Vladimir Kagan is one of our most enduring designers of modern furniture with a career that has spanned over sixty years. He started designing in 1946 and by the early fifties, his innovative sculptured designs created a new look in American furniture. Today, his sparkling creations are on the cutting edge of the 21st century. His designs are spearheading creative designs for hotels, furniture, textiles and home furnishings. The New York Times says: "Vladimir Kagan is one of the most important furniture designers of the 20th century. Furniture designed by him in the forties, fifties and sixties have become icons of Modernity and an obligatory reference to every designer. He is the creative grandfather of a whole new generation of designers."

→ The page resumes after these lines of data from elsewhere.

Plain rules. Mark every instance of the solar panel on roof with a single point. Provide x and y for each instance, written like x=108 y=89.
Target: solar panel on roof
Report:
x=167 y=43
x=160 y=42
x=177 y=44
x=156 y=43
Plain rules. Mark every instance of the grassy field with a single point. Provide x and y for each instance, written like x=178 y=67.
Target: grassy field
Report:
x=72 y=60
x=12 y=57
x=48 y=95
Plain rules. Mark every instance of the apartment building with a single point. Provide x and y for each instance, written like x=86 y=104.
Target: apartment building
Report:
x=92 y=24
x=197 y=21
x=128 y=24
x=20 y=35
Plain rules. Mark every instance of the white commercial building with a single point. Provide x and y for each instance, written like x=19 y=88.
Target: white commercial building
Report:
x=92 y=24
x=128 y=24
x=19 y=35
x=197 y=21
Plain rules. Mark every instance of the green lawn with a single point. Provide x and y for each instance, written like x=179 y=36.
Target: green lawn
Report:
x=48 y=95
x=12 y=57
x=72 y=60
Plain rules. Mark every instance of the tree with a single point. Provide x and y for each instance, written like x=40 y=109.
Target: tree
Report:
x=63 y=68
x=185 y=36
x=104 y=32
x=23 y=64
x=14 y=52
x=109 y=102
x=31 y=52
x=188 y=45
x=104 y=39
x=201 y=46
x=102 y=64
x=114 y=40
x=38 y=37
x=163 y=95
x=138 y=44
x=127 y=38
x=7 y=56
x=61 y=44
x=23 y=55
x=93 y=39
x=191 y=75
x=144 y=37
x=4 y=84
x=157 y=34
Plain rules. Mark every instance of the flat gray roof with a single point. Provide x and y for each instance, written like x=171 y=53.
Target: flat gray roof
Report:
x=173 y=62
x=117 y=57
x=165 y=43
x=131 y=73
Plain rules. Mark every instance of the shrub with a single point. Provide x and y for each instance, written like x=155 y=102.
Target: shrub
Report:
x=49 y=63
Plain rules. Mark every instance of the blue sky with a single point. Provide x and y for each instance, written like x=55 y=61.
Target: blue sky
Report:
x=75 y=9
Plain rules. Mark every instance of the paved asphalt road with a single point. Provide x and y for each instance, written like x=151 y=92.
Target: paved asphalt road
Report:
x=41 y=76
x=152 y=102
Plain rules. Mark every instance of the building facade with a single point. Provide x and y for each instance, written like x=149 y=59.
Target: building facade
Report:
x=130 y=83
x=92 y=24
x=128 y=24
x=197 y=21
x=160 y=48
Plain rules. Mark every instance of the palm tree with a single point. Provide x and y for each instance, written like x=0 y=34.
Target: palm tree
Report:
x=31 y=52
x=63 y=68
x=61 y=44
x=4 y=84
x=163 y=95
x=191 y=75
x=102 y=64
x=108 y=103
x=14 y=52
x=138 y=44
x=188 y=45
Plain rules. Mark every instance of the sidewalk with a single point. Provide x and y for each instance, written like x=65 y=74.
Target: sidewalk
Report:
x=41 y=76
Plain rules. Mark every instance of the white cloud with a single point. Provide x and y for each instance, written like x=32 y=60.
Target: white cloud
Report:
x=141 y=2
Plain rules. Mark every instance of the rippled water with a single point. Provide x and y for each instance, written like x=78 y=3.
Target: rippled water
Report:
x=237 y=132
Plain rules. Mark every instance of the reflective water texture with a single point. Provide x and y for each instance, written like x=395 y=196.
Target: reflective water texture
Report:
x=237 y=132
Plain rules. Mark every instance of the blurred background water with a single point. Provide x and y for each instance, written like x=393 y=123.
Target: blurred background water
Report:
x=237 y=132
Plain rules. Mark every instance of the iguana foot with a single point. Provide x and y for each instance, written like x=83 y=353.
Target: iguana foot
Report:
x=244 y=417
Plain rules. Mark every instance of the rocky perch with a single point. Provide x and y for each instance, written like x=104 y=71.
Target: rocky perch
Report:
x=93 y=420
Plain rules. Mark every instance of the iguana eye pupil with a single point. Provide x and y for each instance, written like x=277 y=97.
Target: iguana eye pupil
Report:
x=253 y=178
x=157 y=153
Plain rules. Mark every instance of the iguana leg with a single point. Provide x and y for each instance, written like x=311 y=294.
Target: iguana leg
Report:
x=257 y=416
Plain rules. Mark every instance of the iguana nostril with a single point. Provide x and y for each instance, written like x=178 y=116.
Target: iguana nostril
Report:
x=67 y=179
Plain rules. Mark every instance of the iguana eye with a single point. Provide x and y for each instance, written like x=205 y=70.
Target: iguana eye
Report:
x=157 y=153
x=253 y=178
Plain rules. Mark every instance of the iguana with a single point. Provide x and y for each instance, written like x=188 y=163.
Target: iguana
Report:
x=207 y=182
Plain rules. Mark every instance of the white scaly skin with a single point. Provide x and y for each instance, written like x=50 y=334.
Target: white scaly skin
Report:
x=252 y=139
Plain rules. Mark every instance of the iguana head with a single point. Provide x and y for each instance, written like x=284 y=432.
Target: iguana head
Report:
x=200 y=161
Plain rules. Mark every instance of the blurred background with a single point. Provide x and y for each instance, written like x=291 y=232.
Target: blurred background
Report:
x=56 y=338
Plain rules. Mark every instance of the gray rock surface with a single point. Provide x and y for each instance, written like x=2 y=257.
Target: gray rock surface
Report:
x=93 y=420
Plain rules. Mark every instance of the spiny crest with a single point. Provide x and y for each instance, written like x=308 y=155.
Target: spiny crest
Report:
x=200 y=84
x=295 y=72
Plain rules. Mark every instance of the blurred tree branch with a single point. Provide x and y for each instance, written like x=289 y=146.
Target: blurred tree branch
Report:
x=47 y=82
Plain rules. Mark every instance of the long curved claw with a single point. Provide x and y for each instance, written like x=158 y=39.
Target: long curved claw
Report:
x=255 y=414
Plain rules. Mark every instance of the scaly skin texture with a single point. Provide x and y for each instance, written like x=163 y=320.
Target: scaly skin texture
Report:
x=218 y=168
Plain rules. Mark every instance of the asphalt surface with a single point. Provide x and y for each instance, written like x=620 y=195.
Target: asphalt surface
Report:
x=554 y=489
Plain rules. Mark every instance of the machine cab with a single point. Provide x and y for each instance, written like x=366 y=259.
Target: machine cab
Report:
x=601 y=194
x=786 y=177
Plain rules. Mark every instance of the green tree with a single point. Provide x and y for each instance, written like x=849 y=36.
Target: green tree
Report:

Born in Worms on the Rhine, Germany in 1927, Vladimir Kagan came to the United States in 1938. His earliest focus was on painting and sculpture but in his formative years he became exceedingly attracted to architecture and design. He studied Architecture at Columbia University and in 1947 joined his father, Illi Kagan, a master cabinetmaker, to work in his woodworking shop and learn furniture making from the ground up.
Early commissions included the Delegate's Cocktail Lounges for the first United Nations Headquarters in Lake Success N.Y. (1947-48). In 1948 he opened his first shop in New York on East 65th Street and moved to fashionable 57th Street in 1950. His clients are luminaries in the world of art, theater, music and industry.
Connoisseurs and museums are avidly collecting his designs today. Kagan's furniture is in private collections worldwide. His prize-winning designs have been published in books and magazines internationally and are in the permanent collections of the V&A London, the Vitra Design Museum and Die Neue Samlung in Germany as well as in the most prominent museums in the United States.